November 24, 1992|By James M. Coram | James M. Coram,Staff Writer

A 5 percent cap on personal property assessments would cost Howard County $2.2 million -- about 4 cents on the property tax rate, County Budget Director Raymond S. Wacks said last night.

Despite an impending shortfall of at least $20 million for the fiscal year beginning July 1, Mr. Wacks urged the County Council to pass the assessment cap.

"If there are to be relatively large increases in revenue, they will have to be done through the tax rate" rather than through increased assessments, Mr. Wacks said. The property tax rate is $2.59 per $100 of assessed value.

"Now more than ever it is essential to keep the 5 percent cap," said Patrick Dornan of Columbia, president of a group called the Howard County Taxpayers Association.

Mr. Dornan used the assessment cap bill as an opportunity to lambaste the Board of Education for proposing a 10 percent salary increase for Superintendent Michael Hickey.

"We should be demanding better management from the Board of Education," he said. With fire tax increases "a virtual certainty and tax-and-spend addicts controlling Congress and the White House, a tax cap measure on the ballot similar to the one that passed in Anne Arundel County is not beyond reality," he said.
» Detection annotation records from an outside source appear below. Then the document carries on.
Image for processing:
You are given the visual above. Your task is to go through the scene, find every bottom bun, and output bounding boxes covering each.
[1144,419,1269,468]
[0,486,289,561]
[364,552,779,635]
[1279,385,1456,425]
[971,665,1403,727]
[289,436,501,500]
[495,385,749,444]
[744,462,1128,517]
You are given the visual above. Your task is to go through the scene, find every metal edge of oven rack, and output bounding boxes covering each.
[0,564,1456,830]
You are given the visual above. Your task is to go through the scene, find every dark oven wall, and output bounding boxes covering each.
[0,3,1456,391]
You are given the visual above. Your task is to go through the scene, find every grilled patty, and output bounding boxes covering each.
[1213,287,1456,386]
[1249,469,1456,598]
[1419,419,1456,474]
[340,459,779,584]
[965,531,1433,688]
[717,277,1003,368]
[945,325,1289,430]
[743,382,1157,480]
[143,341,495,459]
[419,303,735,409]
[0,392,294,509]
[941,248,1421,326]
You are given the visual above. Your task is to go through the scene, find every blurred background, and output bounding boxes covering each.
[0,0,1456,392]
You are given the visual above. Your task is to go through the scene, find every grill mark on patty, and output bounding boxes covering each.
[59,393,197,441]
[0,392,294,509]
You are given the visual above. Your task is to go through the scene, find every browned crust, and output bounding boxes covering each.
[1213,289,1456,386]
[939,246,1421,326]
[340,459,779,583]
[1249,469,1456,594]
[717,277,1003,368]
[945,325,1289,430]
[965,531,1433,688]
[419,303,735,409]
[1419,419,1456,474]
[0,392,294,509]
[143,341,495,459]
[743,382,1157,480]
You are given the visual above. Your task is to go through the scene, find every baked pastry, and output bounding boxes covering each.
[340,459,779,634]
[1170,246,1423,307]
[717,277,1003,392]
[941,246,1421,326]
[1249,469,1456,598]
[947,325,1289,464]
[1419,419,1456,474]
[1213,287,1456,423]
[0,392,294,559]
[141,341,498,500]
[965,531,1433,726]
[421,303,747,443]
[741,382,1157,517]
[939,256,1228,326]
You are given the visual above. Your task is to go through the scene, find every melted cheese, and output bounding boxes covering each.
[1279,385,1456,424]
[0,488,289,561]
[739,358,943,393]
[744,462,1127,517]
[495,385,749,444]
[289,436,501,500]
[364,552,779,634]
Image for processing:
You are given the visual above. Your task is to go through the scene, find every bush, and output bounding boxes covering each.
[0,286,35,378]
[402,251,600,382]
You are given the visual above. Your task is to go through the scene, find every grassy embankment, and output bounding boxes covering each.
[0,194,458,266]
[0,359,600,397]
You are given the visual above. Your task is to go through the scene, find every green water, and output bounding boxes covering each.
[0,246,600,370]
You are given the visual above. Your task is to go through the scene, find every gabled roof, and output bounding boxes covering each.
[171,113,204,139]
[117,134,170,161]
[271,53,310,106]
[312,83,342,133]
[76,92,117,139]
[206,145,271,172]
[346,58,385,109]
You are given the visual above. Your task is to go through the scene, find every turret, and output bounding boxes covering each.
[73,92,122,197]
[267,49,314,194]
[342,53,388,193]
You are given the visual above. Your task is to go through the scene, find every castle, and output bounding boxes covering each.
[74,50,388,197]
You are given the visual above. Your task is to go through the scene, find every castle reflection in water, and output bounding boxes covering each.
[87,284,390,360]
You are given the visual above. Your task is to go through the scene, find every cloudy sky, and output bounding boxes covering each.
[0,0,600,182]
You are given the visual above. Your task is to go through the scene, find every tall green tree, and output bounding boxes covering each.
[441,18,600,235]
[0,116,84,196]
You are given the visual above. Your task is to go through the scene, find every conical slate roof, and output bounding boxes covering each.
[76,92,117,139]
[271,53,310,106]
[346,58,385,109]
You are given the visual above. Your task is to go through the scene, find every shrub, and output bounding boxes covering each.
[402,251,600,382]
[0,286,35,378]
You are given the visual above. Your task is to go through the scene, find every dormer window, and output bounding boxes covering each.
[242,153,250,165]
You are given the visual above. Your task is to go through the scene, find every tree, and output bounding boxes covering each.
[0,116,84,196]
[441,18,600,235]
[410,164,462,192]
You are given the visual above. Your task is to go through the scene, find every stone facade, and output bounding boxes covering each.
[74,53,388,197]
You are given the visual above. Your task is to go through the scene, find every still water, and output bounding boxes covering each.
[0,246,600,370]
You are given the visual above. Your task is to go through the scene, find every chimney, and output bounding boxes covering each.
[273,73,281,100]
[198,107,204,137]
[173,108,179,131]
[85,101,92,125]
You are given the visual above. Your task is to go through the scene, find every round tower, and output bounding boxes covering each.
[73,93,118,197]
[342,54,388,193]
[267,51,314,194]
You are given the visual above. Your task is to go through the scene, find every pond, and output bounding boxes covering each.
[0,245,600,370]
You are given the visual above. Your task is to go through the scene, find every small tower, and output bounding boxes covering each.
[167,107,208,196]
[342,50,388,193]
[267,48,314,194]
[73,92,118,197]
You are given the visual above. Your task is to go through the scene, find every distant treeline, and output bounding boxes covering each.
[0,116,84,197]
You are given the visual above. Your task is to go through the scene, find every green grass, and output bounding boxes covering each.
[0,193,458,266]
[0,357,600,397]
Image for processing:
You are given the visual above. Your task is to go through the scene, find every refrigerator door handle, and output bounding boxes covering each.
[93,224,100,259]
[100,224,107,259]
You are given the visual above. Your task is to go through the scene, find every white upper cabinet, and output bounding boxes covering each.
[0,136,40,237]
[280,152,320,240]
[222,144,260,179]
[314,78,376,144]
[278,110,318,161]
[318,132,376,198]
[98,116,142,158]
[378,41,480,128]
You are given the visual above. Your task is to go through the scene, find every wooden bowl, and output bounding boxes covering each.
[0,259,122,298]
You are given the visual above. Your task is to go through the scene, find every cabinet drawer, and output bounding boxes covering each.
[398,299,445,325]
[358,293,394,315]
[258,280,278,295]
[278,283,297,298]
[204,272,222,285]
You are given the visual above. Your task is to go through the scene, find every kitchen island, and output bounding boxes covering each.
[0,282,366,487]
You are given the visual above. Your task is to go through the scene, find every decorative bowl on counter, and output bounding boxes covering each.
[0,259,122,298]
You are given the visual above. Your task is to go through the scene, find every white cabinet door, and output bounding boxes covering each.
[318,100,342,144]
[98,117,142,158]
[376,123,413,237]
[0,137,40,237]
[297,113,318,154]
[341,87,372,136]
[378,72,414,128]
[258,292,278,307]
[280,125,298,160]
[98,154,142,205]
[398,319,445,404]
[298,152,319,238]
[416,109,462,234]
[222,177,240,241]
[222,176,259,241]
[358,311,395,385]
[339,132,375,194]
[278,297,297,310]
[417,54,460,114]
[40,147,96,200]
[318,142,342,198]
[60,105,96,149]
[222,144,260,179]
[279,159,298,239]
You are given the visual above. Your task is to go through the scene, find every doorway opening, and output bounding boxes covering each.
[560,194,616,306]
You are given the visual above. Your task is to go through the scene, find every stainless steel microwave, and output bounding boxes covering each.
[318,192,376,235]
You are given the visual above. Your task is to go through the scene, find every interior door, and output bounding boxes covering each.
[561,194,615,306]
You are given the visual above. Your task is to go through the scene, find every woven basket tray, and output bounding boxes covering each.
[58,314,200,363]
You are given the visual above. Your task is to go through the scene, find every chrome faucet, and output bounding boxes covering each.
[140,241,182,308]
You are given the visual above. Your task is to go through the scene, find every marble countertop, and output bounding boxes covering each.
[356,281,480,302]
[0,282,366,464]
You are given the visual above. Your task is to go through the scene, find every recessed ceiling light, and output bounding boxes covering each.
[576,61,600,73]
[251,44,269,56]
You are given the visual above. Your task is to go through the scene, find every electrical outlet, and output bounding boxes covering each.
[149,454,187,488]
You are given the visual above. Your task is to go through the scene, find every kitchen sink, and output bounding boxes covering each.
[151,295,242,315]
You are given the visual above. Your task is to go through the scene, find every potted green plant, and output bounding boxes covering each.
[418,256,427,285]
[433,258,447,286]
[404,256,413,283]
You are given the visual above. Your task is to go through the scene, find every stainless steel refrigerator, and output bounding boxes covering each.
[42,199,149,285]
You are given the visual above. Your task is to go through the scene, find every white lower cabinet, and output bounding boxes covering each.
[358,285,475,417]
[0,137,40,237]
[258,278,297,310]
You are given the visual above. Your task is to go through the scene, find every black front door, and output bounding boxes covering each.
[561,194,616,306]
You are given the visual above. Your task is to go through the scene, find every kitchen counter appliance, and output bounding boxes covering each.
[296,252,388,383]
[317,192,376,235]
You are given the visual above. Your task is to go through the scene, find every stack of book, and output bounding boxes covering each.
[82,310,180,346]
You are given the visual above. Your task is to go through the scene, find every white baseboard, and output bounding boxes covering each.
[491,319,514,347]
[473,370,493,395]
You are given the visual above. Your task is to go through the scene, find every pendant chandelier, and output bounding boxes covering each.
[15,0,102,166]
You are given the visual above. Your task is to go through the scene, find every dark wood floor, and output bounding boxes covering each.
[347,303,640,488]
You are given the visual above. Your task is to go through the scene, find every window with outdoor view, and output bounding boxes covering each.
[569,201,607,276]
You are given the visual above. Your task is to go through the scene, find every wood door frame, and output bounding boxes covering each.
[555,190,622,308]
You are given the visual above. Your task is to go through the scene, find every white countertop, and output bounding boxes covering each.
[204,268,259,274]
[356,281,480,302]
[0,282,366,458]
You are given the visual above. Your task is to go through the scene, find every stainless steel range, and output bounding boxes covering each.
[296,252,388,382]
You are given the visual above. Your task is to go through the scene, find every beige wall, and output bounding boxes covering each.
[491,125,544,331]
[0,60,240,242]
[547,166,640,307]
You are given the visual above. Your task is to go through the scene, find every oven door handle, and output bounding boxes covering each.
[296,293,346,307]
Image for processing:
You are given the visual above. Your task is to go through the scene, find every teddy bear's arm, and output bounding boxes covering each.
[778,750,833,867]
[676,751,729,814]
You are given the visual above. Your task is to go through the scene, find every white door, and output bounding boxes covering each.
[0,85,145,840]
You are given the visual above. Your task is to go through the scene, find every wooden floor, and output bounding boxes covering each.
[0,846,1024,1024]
Ridgely Jones of Sykesville told the council he favors the assessment cap because it would force the council to raise the property tax rate, if necessary, to generate increased revenues. "People understand direct tax increases" better than indirect increases, he said. "They don't have any difficulty with that," he said. A direct tax increase "puts you people on the spot. You're the people who ought to be put on the spot."

A bill to provide property tax rebates to religious institutions that rent rather than own facilities also received favorable comment last night.

"The administration of [County Executive Charles I. Ecker] views this as a matter of equity," Mr. Wacks said. The bill would offer the same tax break to renters that the county provides to religious groups that own property.

Passage of the bill would not be a burden, Mr. Wacks said, because fewer than six religious groups would be affected. Income lost as a result of the bill would be less than $10,000, he said.

Councilman C. Vernon Gray, a 3rd District Democrat, objected that the bill was limited to religious institutions. "This is a policy issue," he said. "I have a problem that [the bill] does not include other non-profits. I think they serve more of a public purpose than religious groups."

The county also heard testimony last night about proposed new subdivision regulations. "People need to understand that the subdivision regulations are companion legislation to the zoning regulations," said Marsha McLaughlin, deputy director of the county Department of Planning and Zoning. Ms. McLaughlin told the council there are three main areas of revision: more emphasis on historic structures and burial grounds, requiring more open space for environmental protection and recreational use, and requiring developers to do landscape buffering.